Zimbabwe‘s Minister of Women Affairs, Gender and Community Development 0ppah Muchinguri has called on all Zimbabweans to redouble their efforts to end Violence Against Women (VAW). Launching the country’s first comprehensive survey on the prevalence of VAW, on the eve of Human Rights Day she declared: “Today, as we draw close to the end of these commemorations, we are launching results of Zimbabwe’s first ever standalone research on violence against women and girls. The results of this survey are justification enough to even make much more noise for 365 days as there is clear evidence of high incidences of abuse of women and girls in Zimbabwe.”
Several speakers at the launch, attended by over 100 participants from local government, gender officers from all ten provinces of Zimbabwe, the Domestic Violence Council, Faith Based Organisations, and civil society organisations, echoed a similar view. “As we celebrate Human Rights Day, today is a moment to say loud and clear that women’s rights are human rights; they are indivisible, they cannot be negotiated or compromised in any way,” said Colleen Lowe Morna, CEO of Gender Links, which provided technical support for the study.
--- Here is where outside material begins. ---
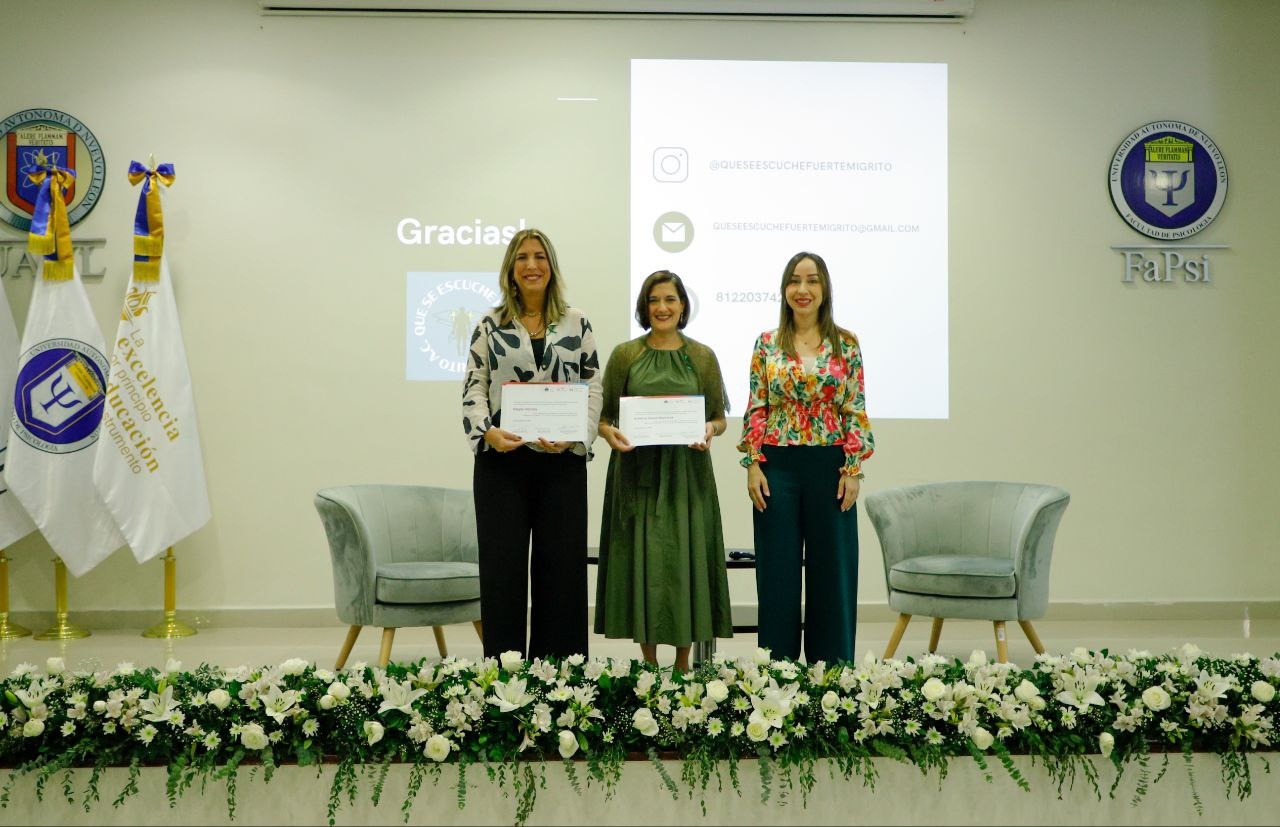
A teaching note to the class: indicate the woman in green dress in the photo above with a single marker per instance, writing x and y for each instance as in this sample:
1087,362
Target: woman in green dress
662,576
“A survivor is anyone: rich or poor, affluent and not so affluent, Christian and non-Christian,” said Netty Musanhu, Executive Director of Musasa, which gathered the “I” stories or first- hand accounts for the study. “This study lays bare the myth that if a woman has not been beaten she has not experienced violence. It shows that the highest form of violence is the emotional, psychological and economic violence that never enters the police statistics. This kills the self- esteem of women. It undermines their agency.”
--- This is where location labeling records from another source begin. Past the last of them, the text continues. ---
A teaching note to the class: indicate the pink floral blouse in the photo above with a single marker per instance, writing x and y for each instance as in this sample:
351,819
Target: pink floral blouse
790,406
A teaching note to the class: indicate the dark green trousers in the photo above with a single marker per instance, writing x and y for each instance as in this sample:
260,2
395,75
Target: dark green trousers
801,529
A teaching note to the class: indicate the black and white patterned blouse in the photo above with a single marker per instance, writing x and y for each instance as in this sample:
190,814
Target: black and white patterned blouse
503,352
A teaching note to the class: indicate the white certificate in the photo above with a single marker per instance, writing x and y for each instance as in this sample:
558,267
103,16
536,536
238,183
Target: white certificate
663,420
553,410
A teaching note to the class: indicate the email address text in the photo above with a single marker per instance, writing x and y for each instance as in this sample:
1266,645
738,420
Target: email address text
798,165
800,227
Among the key findings of the Violence Against Women Indicators Study in Zimbabwe are that 68% women experienced some form of violence (psychological, emotional, economic, physical or sexual) in their lifetime. Twenty-six percent women experienced violence perpetrated by an intimate partner in the period 2011-2012. Thirteen percent of men in the country admit to perpetrating some form of violence against their intimate partners during a similar period.
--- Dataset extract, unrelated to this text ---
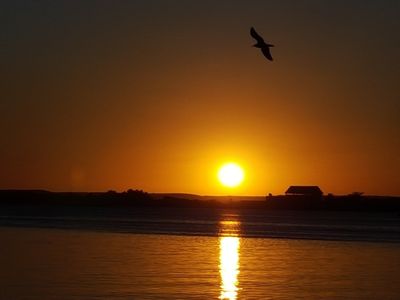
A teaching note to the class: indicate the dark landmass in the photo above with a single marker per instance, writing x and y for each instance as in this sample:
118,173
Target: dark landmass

Inspired by the Southern African Development Community (SADC) Protocol on Gender and Development that aims to halve gender violence by 2015, the Ministry of Women Affairs, Gender and Community Development (MWAGCD), Gender Links and the Musasa Project measured VAW experience and perpetration. With 6600 respondents from all ten provinces (3326 women and 3274 men), the study is the first standalone, nationally representative and comprehensive community-based research study of the prevalence of VAW in the country. The study, funded by Sida and UNWOMEN, shows that the intimate partner violence (IPV) experience prevalence by province over a lifetime ranges from 48% in Bulawayo to 88% in Mashonaland.